Рыбковский поднял голову как боевой конь, почуявший запах пороха.

Почта пришла с неделю тому назад и принесла ворох газет и журналов. Они успели уже по десяти раз поспорить о каждом предмете, но не могли наспориться досыта. Это были люди различных мировоззрений, и словесные препирательства между ними иногда разрешались довольно крупными стычками. Они так увлекались, что нередко, в пылу желания одолеть противника, менялись ролями, и один защищал, а другой опровергал совсем несоответственно своей "программе".

-- Хороши французы! -- повторил Ратинович, беря ещё кусок жаркого. -- Мужчины колотят женщин палками и по их телам пробираются к выходу.

Он говорил об известном парижском пожаре в улице Жана Гужона.

-- Это всё буржуазия, -- прохрипел Броцкий, -- правящие классы.

-- Я о них именно и говорю, -- подтвердил Ратинович, -- однако, какое беспримерное падение Франции...

-- Не в том дело, -- сказал Рыбковский, нахмурившись, -- тут есть другая сторона, важнее...

-- Какая? -- задорно спросил Ратинович.

-- Как болезненно задевает за нервы эта катастрофа, -- продолжал Рыбковский, -- из всех трагических происшествий последнего времени это самое трагичное...

Ратинович хотел возразить, но Рыбковский успел опередить его.

-- Это пустое, что буржуазия! -- торопливо говорил он. -- Пустое даже, что французы. Не в том дело! Это ведь люди, наконец, просто люди!

-- Ну так что же? -- успел вставить Ратинович.
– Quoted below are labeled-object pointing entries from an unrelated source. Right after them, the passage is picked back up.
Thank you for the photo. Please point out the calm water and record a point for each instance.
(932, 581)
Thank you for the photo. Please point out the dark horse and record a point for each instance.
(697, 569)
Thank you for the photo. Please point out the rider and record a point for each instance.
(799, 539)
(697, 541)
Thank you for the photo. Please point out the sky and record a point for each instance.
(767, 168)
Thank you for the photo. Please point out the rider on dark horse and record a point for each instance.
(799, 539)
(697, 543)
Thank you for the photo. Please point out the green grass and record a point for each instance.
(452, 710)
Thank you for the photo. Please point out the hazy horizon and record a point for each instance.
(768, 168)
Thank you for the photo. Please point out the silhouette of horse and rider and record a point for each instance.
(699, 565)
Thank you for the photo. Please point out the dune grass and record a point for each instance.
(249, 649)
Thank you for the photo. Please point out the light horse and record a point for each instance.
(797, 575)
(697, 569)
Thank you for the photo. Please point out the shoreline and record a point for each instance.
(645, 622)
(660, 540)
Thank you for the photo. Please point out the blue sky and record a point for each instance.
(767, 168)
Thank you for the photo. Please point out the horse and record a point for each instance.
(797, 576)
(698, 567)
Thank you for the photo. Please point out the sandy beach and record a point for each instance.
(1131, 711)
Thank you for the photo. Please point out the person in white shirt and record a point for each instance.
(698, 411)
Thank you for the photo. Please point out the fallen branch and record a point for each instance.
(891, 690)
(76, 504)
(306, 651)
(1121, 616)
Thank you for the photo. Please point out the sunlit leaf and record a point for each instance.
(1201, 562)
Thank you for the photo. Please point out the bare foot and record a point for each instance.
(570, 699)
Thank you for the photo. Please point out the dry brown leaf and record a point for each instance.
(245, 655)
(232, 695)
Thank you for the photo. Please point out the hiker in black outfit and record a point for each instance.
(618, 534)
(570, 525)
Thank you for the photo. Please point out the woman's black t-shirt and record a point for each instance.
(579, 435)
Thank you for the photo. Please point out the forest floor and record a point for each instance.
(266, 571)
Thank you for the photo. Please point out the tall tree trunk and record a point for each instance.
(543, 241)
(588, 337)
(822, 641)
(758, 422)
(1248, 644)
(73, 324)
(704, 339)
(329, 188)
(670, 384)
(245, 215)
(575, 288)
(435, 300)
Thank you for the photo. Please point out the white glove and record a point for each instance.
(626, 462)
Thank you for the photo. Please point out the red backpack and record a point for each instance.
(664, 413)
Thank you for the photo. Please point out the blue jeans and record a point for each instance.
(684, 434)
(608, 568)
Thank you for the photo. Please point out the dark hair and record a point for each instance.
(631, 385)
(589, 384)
-- Помните барыню, которой разбили руки молотком, -- продолжал Рыбковский, не обращая внимания на вопрос, -- или тех дам, которые подрывались под стену?.. Пятнадцать минут! Ужасно, нестерпимо читать! Как крысы в западне!.. Подумать, что за четверть часа до того они, может быть, не находили для себя достаточно утончёнными самые изысканные предметы роскоши. Как мало времени нужно, чтобы весь лоск культуры сошёл, и явилась трепещущая тварь, обезумевшая от желания сохранить шкуру.

-- Ну, не все таковы, -- упрямо возразил Броцкий, -- рабочие классы проникнуты иным духом!

-- Как уверенно вы говорите! -- едко сказал Рыбковский. -- Как будто не бывало паники в простонародной толпе. Кажется, есть примеры... отечественные... Припомните Ходынку...

-- Я говорил о Франции! -- с угрюмым видом возразил Броцкий. -- Рабочие вели себя геройски! Только интеллигентные классы способны на такие штуки.

-- Интеллигенция! -- подхватил Ратинович. -- Интеллигентность -- это ширма, за которую прячутся утробные инстинкты. Только физический труд закаляет человека.